Beim Personalausweis steht kontrollierter Zugriff gegen Gesinnungsschnüffelei; Teil 2

Maschinenlesbar: DV-System-Leistung kann Grundrechte sichern

26.04.1985

ROSENHEIM - Maschinenlesbar: Das neue Attribut des Bundespersonalausweises löst häufig Angst vor dem "gläsernen Bürger" aus. Bei dem bundesweiten Polizei-Informations-System INPOL verhindern derzeit interne wie externe Sicherungen grundsätzlich einen unbefugten Zugriff, erläutert Dr. Horst Herold, ehemaliger BKA-Chef, im zweiten Teil seines Berichts.

Bei dem Aufbau des Systems waren der Kriminalpolizei die Möglichkeiten von Systemmißbräuchen durch Erschließung anderer oder Errichtung neuer Dateien durchaus bewußt. Um sie zu verhindern, realisierten die Gremien der Kriminalpolizei vier von jedermann nachprüfbare Grundsätze, die sich im Aufbau und in der Wirkungsweise des Systems niederschlagen:

1. Grundsatz: Es darf keine bundesweite Verfügungsmacht über die Nutzung von Fahndungsdaten geben - dieser Grundsatz zerlegt das INPOL-System in die Ebenen des Bundes und der Länder und nimmt dadurch jeder Stufe die Mißbrauchsmöglichkeit.

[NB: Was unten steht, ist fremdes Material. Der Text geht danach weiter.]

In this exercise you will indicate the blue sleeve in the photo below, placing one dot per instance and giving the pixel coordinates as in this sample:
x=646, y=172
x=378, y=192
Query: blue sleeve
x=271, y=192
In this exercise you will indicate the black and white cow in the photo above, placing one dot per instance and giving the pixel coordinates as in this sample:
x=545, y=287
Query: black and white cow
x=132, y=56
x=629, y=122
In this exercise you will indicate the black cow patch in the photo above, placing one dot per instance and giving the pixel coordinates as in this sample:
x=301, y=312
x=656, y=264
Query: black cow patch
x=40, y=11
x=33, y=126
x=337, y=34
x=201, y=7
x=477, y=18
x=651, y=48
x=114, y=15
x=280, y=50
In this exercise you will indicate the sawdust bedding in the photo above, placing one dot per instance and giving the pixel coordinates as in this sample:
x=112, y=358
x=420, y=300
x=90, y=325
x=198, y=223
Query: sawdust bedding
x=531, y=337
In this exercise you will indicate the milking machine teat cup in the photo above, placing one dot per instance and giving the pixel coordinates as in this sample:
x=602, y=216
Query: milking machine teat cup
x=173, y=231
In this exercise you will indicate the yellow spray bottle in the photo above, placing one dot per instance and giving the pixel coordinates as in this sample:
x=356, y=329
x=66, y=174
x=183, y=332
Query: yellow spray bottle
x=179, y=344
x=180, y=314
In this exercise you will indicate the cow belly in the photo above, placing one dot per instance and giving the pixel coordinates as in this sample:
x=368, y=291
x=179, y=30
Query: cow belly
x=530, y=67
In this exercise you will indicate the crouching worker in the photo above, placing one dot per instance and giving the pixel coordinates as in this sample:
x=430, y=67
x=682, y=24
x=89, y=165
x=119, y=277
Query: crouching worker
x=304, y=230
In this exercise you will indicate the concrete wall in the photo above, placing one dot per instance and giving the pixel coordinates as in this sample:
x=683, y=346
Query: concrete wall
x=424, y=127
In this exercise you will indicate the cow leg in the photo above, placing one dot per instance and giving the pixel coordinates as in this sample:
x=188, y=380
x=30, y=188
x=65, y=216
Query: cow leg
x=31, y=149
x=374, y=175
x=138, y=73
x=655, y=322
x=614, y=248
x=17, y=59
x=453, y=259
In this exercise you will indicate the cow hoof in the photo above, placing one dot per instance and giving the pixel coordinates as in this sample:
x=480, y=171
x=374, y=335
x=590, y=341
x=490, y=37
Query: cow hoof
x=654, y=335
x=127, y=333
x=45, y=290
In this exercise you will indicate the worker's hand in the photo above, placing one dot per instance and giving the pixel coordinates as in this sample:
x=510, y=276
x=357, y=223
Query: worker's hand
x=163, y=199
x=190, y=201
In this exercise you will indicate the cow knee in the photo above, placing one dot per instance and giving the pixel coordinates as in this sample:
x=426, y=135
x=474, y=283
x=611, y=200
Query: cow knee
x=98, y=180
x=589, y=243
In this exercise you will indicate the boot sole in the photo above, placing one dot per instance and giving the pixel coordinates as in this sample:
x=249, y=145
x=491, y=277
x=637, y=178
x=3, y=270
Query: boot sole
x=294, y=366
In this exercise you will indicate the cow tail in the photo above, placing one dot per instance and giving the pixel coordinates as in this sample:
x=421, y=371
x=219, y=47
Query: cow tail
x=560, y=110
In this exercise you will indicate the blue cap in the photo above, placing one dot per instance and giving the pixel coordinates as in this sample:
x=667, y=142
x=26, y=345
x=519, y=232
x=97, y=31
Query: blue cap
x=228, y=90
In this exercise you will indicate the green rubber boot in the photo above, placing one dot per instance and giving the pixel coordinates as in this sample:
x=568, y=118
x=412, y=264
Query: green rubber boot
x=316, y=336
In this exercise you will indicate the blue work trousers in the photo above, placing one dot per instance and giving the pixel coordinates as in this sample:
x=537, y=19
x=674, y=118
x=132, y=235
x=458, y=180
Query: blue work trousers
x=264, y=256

Aus der sternförmigen Natur des INPOL-Leitungsnetzes, von den Landesrechnern zum BKA als Mittelpunkt, folgerte die öffentliche Diskussion zu Unrecht, daß INPOL als striktes Zentralsystem hierarchisch aufgebaut sei und die Informationsdominanz unter den Beteiligten sich daher im Bundeskriminalamt konzentriere. Tatsächlich wurde die Architektur des Systems jedoch bewußt dem föderalen Stufenaufbau der Bund-Länder-Kompetenzen angepaßt. Im INPOL-System obliegt dem BKA lediglich die Aufgabe, den in allen Rechnern des Bundes und der Länder inhaltsgleich parallel geführten Fahndungsbestand ständig zu aktualisieren. Insoweit erfüllt der Bundesrechner die Funktionen eines Dienstleistungs- und Vermittlungsrechner, das heißt, er vermittelt die Daten für die Landesrechner, beantwortet aber selbst keine Anfragen.

Erläßt zum Beispiel das Amtsgericht Lindau einen Haftbefehl gegen den flüchtigen Max Müller, gibt die Lindauer Polizei über ihre Datenstation die Fahndungsdaten in den bayerischen Landesrechner des Landeskriminalamtes in München ein. Der Landesrechner prüft, ob die Daten bereits im Fahndungsbestand enthalten sind. Ist dies nicht der Fall, sind die Daten also neu, so werden sie dem Bundesrechner in Wiesbaden weitergeleitet. Der Bundesrechner speichert die neuen Daten in seinem eigenen Bestand ergänzend ab und leitet sie in derselben Sekunde an die Fahndungsbestände der Landesrechner von Hessen, Baden-Württemberg, Niedersachsen, Nordrhein Westfalen, Berlin, Rheinland-Pfalz und Hamburg weiter, wo sie nach voneinander völlig verschiedenen Methoden und Formen gespeichert werden. Ähnlich, jedoch in umgekehrter Folge, vollziehen sich die Löschungen von Fahndungen.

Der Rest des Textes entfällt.